Jacqueline’s heart sank as she saw the figure sitting in the cell. “Eric?”

The man raised his head and Jacqueline’s heart sank even further. Eric wasn’t a grown man, no matter what the Weaver kids had said.

She rounded on Reg. “You’ve had him here all weekend? He can’t be more than sixteen!”

Reg’s eyebrows almost shot off his head.

That must be the closest I’ve gotten to raising my voice at him all the years I’ve worked here, Jacqueline thought. Well, he deserves it!

“Nineteen, it says on his license,” he replied. “Which is somewhere about.”

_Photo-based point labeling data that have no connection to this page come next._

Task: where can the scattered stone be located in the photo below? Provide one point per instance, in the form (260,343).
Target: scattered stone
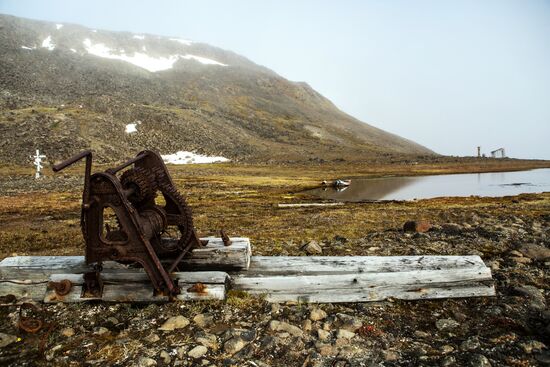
(470,344)
(532,345)
(312,248)
(153,338)
(422,334)
(452,228)
(203,320)
(446,349)
(101,331)
(112,320)
(317,314)
(390,355)
(417,226)
(68,332)
(448,361)
(197,352)
(533,293)
(535,252)
(323,335)
(515,253)
(446,324)
(307,326)
(521,260)
(479,360)
(146,362)
(343,333)
(349,323)
(234,345)
(341,342)
(175,322)
(324,349)
(208,341)
(7,339)
(275,325)
(181,351)
(165,357)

And how real is that license? Jacqueline wondered. From the expression on Harrison’s face, he was thinking the same thing.

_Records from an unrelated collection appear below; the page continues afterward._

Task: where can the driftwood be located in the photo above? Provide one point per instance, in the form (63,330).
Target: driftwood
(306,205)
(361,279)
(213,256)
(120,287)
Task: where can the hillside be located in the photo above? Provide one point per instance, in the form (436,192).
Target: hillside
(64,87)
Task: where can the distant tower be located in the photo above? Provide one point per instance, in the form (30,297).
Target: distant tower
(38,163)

Harrison cleared his throat and walked over to the cell.

“Hey, Eric. My name’s Harrison. I think you and Ms. March here have already spoken.”

Eric looked confused. “On the phone,” Jacqueline prompted, and relief and anxiety flooded across his face in equal measure. He stood up and hurried to the bars.

“Did you—” he began, and then anxiety won the battle. He fell silent, eyes huge.

“They’re all waiting for you in Hideaway Cove,” Jacqueline reassured him. “Tally, Dylan and Kenna.”

“Oh, thank you. Thank you so much.” Eric’s head dropped against the bars. “I’ve been so worried. I only meant to be gone a few nights. I only meant to go for groceries but my car broke down after the storm, and I got a lift to just out of town but I—” His eyes slid sideways past Jacqueline, to where Reg was leaning against a desk. “I guess I didn’t explain my problem very well,” he muttered.

God, the poor guy. He’s the one who’s been holding the kids together for the last few months? I thought he sounded young on the phone, but I thought that was just the panic making his voice squeaky.

He wasn’t another Weaver sibling, that was for sure, with his dark skin and eyes. His hair was cut close to his scalp, which was probably meant to be part of his looking-older-than-he-was act. He had huge, puppy-dog eyes that he kept squinted half-shut as he looked between Harrison and Jacqueline, probably for the same reason.